There are a number of common methods of detecting and handling errors that may take place in some specialized section of the program, particularly while some library module code has control of the program execution. Some of the simpler ones are:
This method relies on checking for potential error conditions before taking the action which might otherwise cause the error to arise. Code to compute the tangent of an angle by the formula tan (x) = sin (x) / cos (x) could possibly look something like this outline:
IF (abs ( cos (x)) > 0.000001) (* or a suitable small number *) THEN m := sin (x) / cos (x) ELSE take evasive error action END;
The module Fractions in the last section relies on precondition checking to prevent errors, for it demands that parameters be free of conditions that would result in a zero denominator. It places the responsibility for doing the checking on the client program. Notice however that none of the procedures will actually fail to work if the preconditions are not met. There are no divisions performed in the implementation, so a fraction of (1, 0) for instance will not generate a divide-by-zero error at run time. However, to maintain the integrity of the abstract representation, zero denominators ought to be prohibited, and precondition checking is one way to require this.
This is the method employed by such modules as STextIO, SRealIO, and SWholeIO that allow for the function SIOResult.ReadResult to enquire about the success of the last performed read operation. Similarly, the classical InOut maintains a global variable Done that is set by a certain class of operations automatically. In this method, the operation is attempted, and its success is checked afterward (perhaps for several tries) by examining the value of the appropriate variable.

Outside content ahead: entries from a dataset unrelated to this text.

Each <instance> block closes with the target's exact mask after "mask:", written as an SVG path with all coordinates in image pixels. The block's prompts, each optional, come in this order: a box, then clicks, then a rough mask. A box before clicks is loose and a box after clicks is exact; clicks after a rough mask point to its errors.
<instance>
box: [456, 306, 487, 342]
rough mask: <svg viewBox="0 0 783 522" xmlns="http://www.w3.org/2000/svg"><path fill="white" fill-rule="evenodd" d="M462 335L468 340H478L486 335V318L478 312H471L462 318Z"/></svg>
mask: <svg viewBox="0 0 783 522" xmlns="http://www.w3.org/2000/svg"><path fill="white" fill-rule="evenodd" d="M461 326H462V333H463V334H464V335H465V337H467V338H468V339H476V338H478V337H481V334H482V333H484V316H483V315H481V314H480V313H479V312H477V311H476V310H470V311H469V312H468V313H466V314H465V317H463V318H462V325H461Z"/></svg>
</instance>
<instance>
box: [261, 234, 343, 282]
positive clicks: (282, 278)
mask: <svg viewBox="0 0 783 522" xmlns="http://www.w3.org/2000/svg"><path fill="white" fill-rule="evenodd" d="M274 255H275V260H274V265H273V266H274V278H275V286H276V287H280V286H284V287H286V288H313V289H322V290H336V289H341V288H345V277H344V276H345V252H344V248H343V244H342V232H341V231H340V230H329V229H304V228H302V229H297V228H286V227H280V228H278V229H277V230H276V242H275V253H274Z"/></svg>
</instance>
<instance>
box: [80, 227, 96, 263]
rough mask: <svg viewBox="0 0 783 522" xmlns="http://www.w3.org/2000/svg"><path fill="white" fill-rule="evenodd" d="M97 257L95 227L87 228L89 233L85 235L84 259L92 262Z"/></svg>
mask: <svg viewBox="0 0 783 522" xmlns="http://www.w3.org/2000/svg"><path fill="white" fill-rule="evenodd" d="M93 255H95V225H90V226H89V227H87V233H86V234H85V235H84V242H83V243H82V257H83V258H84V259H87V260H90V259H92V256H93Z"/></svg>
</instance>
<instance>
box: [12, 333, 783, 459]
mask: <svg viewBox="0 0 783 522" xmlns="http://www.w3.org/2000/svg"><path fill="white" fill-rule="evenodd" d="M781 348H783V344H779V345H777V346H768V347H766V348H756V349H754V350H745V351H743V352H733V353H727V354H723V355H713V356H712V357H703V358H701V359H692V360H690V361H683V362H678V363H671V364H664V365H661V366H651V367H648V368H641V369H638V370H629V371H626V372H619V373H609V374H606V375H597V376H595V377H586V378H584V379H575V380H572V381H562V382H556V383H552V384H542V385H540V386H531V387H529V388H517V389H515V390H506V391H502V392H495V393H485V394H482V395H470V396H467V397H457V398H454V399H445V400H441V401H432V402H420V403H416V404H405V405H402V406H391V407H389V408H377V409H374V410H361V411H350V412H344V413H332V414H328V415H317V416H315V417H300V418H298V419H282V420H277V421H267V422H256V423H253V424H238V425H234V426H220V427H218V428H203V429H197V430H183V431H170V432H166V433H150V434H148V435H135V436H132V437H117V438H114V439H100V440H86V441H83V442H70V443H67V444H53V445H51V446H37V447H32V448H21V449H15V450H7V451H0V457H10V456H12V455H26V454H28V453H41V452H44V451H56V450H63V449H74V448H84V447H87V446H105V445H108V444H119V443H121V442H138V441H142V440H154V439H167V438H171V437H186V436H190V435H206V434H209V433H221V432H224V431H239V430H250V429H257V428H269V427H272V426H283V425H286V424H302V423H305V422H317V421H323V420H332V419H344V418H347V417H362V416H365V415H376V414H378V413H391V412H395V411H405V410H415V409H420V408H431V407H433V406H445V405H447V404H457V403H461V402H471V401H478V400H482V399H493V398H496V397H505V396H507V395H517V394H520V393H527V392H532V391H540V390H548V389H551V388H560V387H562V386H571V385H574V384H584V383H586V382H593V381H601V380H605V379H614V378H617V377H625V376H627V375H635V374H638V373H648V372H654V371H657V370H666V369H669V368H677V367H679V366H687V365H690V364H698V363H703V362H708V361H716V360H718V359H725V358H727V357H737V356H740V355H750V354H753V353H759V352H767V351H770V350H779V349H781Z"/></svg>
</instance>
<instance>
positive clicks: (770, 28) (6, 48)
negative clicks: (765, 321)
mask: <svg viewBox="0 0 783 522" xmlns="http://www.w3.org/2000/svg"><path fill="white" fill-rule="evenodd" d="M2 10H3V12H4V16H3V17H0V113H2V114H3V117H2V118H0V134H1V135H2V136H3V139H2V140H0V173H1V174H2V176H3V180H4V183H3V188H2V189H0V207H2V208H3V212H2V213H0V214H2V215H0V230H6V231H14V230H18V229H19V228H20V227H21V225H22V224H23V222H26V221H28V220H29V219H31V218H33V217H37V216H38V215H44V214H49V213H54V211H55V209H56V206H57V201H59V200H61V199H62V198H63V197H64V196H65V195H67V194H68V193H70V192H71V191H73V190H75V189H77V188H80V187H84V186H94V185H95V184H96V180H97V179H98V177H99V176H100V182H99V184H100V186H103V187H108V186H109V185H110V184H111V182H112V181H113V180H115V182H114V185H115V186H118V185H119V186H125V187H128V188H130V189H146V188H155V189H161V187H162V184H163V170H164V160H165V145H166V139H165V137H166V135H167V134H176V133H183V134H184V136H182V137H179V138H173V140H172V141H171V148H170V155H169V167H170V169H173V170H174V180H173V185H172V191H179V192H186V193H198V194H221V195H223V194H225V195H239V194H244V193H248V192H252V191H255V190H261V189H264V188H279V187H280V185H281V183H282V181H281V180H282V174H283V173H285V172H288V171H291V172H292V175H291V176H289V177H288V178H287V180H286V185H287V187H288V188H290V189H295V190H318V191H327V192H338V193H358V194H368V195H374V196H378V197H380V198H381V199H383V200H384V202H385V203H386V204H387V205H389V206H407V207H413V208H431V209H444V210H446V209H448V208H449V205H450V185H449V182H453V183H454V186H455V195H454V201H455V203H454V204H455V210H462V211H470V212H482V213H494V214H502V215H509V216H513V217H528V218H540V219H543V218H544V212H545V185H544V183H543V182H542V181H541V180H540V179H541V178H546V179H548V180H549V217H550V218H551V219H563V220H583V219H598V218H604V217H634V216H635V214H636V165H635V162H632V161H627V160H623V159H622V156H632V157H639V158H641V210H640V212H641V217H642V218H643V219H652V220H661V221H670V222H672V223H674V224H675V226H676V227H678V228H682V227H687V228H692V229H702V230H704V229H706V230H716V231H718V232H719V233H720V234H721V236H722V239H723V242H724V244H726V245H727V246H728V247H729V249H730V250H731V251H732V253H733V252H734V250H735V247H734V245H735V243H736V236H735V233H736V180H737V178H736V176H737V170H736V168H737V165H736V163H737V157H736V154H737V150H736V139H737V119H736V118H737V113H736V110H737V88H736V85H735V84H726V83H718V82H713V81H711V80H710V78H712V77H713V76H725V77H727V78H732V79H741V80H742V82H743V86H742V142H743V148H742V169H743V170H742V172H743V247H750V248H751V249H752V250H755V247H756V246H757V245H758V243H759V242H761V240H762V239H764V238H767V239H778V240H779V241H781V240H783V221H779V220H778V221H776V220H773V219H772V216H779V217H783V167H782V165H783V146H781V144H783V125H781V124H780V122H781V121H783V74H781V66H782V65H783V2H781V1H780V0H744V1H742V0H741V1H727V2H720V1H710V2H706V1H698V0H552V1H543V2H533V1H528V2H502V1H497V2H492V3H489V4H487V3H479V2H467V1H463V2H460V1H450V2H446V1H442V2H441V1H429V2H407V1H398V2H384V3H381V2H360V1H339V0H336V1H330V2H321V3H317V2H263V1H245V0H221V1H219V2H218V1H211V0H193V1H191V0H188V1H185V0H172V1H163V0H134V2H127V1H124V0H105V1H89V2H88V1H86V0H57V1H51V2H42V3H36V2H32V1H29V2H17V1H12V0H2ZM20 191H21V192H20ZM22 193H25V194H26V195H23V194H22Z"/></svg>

REPEAT WriteString ("Please type in a real number ===> "); ReadReal (numToGet); tempResult := ReadResult (); SkipLine; (* swallow line marker *) WriteLn; UNTIL tempResult = allRight;
try := 1; REPEAT WriteString ("Please type in a real number ===> "); ReadReal (numToGet); tempResult := ReadResult (); SkipLine; (* swallow line marker *) WriteLn; IF tempResult # allRight THEN WriteString ("Error in input. Try again"); WriteLn; INC (try); END; UNTIL (tempResult = allRight) OR (try = 5); (* handle more than 5 bad tries here somewhere *)
Alternately, the same thing could be achieved, but with more pressure on the programmer to actually check the result if a "success" variable is included as one of the parameters in the procedure. Since an actual parameter must be provided at each call, the variable cannot be simply ignored.
REPEAT WriteString ("Type in a Real here = = >"); ReadReal (theReal, allOK); (* this ReadReal has two parameters *) UNTIL allOK;
This type of error handling (in either style) can easily be added to library modules created by the programmer. The first can be achieved using an enumerated type with or without an enquiry function, or a boolean. The first value in the enumeration represents a no-error condition, and the others represent specific problems that have been encountered. For instance, the definition part of the module Fractions could have:
TYPE FracStatus = (fracOk, undefined, divideByZero); PROCEDURE FracState (): FracStatus;
The implementation module maintains a variable, say, fracState to store the last error state. With these in place, the procedure Assign would be written to set fracState to the value fracOk whenever the denominator being set was non zero, and to undefined if it were zero. The procedure Div would set fracState to divideByZero if the second parameter it were passed had a zero numerator, and to fracOk otherwise. The other procedures would not give rise to such errors and could all set fracState to fracOk. (An overflow in the integer type during Add or Mul could also lead to an error, but that would be more difficult to handle in this manner). If a client of this module wanted to determine the value of this variable after an operation it would use the procedure FracState to do so.
Methods that take this approach invoke some procedure that automatically handles errors whenever they take place, without any boolean or enumerated type having to be set or checked. A detailed discussion of such methods cannot be included here, but will be taken up later in the text. One uses procedure variables, and will be mentioned as an application of these once they are introduced. The other makes use of exceptions, and is only available to the programmer if some changes have been made to the Modula-2 notation itself. Such changes have been incorporated into the ISO standard for the notation, but are not available in classical Modula-2 as defined by Wirth. Exception handling will be covered in chapter 10.
Which of the methods is best? Some would respond that this is merely a matter of taste and style, but others would say that the question is a fundamental one that goes to the heart of proper program design philosophy. This text takes the position that precondition checking is generally preferred, on the assumption that errors are better caught before they can happen, but that postcondition checking and exception handling are sometimes necessary. The most important thing is that all errors be caught and handled in some way, and that whatever method is used be clearly documented in the definition and implementation parts of library modules and in client programs.